Strain | Genotype and Phenotype1 | Source |
S17736 | Wild type | Lab Collection2 |
S23442 | fus1-1, spore color mutant | Lab Collection2 |
S66001 | Δku70::nat R hph S | [30] |
Δcas1 | Δcas1::hph R, single spore isolate, fertile | This study |
Δcas1-fus | Δcas1:: hph R/fus1-1, single spore isolate, fertile | This study |
Δcas2 | Δcas2::hph R, single spore isolate, fertile | This study |
Δcas2-fus | Δcas2:: hph R/fus1-1, single spore isolate, fertile | This study |
Δcas3 | Δcas3::hph R, single spore isolate, fertile | This study |
Δcas3-fus | Δcas3:: hph R/fus1-1, single spore isolate, fertile | This study |
Δcas1/2 | Δcas1::hph R/Δcas2::hph R , single spore isolate, sterile | This study |
Δcas1/2-fus | Δcas1::hph R/Δcas2::hph R/fus1-1, single spore isolate, sterile | This study |
Δcas2/3 | Δcas2::hph R/Δcas3::hph R, single spore isolate, fertile | This study |
Δcas1/3 | Δcas1::hph R/Δcas3::hph R, single spore isolate, fertile | This study |
Δcas1/2-fus:gpd-cas1ect | Δcas1::hph R/Δcas2::hph R/fus1-1, ectopic copy of cas1 under control of A. nidulans gpd promoter, nat R , single spore isolate, fertile | This study |
Δcas1/2-fus:gpd-cas2ect | Δcas1::hph R/Δcas2::hph R/fus1-1, ectopic copy of cas2 under control of A. nidulans gpd promoter, nat R , single spore isolate, fertile | This study |
Δcas1/2-fus:gpd-cas3ect | Δcas1::hph R/Δcas2::hph R/fus1-1, ectopic copy of cas3 under control of A. nidulans gpd promoter, nat R , single spore isolate, affected in ascosporogenesis | This study |
Δcas1/2-fus:gpd-CTG-cas2ect | Δcas1::hph R/Δcas2::hph R/fus1-1, ectopic copy of cas2 (deletion of nucleotides 1–108) under control of A. nidulans gpd promoter, nat R , primary transformant, blocked in ascosporogenesis | This study |
wt_CAS1-GFP | Primary transformant of S17736 with pGFP-CAS1 | This study |
wt_CAS2-GFP | Primary transformant of S17736 with pGFP-CAS2 | This study |
wt_CAS3-GFP | Primary transformant of S17736 with pGFP-CAS3 | This study |
wt_CAS2-GFP:DsRED-SKL | Primary transformant of S17736 with pGFP-CAS2 and pDsRED-SKL | This study |
wt_ΔMito-CAS2-DsRED | Primary transformant of S17736 with pΔMito-CAS2-DsRED | This study |
wt_Mito-DsRED | S17736 transformed with pMito-DsRED, single spore isolate | This study |
wt_CTG-Mito-DsRED | S17736 transformed with pCTG-Mito-DsRED, single spore isolate | This study |
hygR – hygromcin resistant, natR – nourseothricin resistant
Department of General and Molecular Botany, Ruhr-University Bochum
Sequence analysis
Primers were synthesized at MWG Biotech AG (Ebersberg, Germany). DNA sequencing was performed by the sequencing service of the Department of Biochemistry (Ruhr-University of Bochum, Germany) or by the G2L-sequencing service of the Göttinger Genom Labor (Georg-August University of Göttingen, Germany) or by MWG Biotech Customer Service (Ebersberg, Germany).
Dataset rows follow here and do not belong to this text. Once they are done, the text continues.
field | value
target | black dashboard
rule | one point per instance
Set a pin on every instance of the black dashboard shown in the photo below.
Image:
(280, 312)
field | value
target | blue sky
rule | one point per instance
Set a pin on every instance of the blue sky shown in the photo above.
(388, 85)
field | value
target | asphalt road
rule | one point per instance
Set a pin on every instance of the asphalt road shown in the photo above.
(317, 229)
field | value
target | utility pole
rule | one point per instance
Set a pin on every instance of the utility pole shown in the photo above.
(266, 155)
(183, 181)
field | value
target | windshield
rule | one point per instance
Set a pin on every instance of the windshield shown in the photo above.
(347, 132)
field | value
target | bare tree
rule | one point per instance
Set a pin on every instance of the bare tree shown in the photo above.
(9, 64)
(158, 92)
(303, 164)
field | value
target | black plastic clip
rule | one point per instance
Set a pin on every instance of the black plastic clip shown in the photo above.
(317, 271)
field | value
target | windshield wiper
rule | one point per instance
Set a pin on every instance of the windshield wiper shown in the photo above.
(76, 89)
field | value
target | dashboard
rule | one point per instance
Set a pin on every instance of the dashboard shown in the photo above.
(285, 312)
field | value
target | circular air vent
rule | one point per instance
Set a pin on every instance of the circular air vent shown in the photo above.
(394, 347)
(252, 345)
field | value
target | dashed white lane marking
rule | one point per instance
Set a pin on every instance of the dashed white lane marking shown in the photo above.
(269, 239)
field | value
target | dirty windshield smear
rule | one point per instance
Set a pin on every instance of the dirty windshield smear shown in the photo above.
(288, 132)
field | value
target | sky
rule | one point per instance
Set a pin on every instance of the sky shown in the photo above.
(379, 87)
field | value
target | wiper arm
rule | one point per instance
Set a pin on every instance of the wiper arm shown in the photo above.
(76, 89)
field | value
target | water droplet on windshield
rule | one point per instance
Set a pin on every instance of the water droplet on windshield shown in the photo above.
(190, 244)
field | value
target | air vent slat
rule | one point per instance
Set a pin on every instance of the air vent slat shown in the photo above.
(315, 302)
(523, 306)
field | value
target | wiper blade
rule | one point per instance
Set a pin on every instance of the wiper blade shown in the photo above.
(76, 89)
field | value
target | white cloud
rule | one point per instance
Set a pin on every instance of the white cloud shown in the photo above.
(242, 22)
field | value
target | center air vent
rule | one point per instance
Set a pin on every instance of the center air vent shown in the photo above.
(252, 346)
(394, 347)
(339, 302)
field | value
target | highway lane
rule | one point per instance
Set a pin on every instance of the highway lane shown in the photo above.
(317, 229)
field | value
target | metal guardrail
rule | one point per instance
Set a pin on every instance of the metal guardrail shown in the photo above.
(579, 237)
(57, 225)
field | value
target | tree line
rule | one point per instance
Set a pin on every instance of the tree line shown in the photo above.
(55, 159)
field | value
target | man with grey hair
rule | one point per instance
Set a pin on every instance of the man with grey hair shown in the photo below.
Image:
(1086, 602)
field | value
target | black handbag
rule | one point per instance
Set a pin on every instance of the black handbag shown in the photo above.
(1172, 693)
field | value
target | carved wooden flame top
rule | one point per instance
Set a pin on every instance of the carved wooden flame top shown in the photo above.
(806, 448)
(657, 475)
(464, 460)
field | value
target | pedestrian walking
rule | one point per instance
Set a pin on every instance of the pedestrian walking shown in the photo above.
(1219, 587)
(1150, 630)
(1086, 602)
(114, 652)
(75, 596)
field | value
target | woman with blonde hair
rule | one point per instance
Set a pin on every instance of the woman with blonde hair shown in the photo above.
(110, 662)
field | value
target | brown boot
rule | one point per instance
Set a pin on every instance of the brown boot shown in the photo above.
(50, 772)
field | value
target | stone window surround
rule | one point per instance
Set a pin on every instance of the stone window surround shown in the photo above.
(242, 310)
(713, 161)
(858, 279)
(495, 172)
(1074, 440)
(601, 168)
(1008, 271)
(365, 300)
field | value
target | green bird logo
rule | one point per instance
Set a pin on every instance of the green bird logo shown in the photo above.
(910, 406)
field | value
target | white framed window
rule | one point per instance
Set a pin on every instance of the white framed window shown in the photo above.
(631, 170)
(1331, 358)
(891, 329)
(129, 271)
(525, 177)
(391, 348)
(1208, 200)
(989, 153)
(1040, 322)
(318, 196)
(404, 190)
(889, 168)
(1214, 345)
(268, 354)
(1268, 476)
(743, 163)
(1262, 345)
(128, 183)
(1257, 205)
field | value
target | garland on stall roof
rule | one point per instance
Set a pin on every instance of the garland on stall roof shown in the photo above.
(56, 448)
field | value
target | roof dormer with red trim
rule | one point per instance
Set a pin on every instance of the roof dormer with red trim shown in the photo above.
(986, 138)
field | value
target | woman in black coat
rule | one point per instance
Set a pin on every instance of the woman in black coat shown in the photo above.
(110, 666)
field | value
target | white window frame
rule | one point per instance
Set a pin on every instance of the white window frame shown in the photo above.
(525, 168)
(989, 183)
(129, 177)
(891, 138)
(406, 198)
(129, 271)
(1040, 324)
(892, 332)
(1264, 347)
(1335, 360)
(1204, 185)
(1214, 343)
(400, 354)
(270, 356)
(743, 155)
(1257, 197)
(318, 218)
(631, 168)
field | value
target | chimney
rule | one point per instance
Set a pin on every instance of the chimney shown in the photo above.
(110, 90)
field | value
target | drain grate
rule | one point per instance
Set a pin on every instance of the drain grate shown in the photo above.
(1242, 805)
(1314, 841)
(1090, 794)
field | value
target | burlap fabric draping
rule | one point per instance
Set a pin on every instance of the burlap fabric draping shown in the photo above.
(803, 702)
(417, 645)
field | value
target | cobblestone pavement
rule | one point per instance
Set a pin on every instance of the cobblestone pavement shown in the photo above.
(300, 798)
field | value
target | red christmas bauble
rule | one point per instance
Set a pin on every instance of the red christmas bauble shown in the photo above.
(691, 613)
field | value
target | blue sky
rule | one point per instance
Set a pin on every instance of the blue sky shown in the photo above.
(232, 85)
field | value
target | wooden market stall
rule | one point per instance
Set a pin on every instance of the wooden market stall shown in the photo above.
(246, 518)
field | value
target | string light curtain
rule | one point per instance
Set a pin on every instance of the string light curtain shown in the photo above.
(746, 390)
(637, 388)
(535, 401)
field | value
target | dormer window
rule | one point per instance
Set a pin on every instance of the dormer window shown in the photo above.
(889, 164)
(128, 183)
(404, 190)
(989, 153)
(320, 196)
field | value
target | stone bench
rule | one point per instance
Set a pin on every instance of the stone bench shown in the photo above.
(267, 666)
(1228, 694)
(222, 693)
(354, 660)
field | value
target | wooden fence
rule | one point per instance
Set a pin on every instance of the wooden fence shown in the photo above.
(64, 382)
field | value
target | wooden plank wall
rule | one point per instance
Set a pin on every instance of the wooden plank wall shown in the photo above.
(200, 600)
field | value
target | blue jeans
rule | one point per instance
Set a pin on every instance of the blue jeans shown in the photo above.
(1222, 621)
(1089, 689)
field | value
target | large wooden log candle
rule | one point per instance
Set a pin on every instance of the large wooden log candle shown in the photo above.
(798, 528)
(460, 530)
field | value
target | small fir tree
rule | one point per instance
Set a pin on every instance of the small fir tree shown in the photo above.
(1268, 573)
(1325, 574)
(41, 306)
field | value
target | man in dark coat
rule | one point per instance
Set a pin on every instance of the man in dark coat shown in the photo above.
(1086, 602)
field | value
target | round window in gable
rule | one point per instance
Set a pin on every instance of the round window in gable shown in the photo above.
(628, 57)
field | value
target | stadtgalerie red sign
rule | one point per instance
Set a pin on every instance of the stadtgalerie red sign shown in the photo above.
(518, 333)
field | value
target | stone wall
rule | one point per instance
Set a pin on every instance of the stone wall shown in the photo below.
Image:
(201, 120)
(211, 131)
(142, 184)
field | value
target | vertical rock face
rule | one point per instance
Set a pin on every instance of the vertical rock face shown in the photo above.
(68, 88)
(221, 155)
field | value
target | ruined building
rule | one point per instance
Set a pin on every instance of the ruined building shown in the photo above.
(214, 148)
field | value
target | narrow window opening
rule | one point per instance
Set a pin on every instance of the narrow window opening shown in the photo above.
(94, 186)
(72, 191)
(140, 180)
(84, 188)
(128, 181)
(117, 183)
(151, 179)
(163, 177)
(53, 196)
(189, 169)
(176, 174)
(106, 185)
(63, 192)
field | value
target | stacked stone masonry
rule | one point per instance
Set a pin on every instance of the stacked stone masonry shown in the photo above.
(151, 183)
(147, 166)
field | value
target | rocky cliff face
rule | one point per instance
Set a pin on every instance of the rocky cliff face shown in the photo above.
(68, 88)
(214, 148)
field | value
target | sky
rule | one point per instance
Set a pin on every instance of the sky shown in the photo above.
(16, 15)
Molecular weights and isoelectric points of proteins were calculated with programs from the ExPASy Proteomics Server (http://www.expasy.org). Protein sequence alignments were performed using the ClustalX program [62]. Protein and nucleotide sequence data of β-CAs from other organisms were obtained from the public databases at NCBI (http://www.ncbi.nlm.nih.gov/entrez/) or by BLAST searches of the complete sequenced genomes at the Broad Institute (http://www.broad.mit.edu/annotation/fungi/fgi/). Subcellular localization of carbonic anhydrases was predicted with the TargetP program provided on the CBS Prediction Server (http://www.cbs.dtu.dk/services/) and with MitoProt II - v1.101 [29].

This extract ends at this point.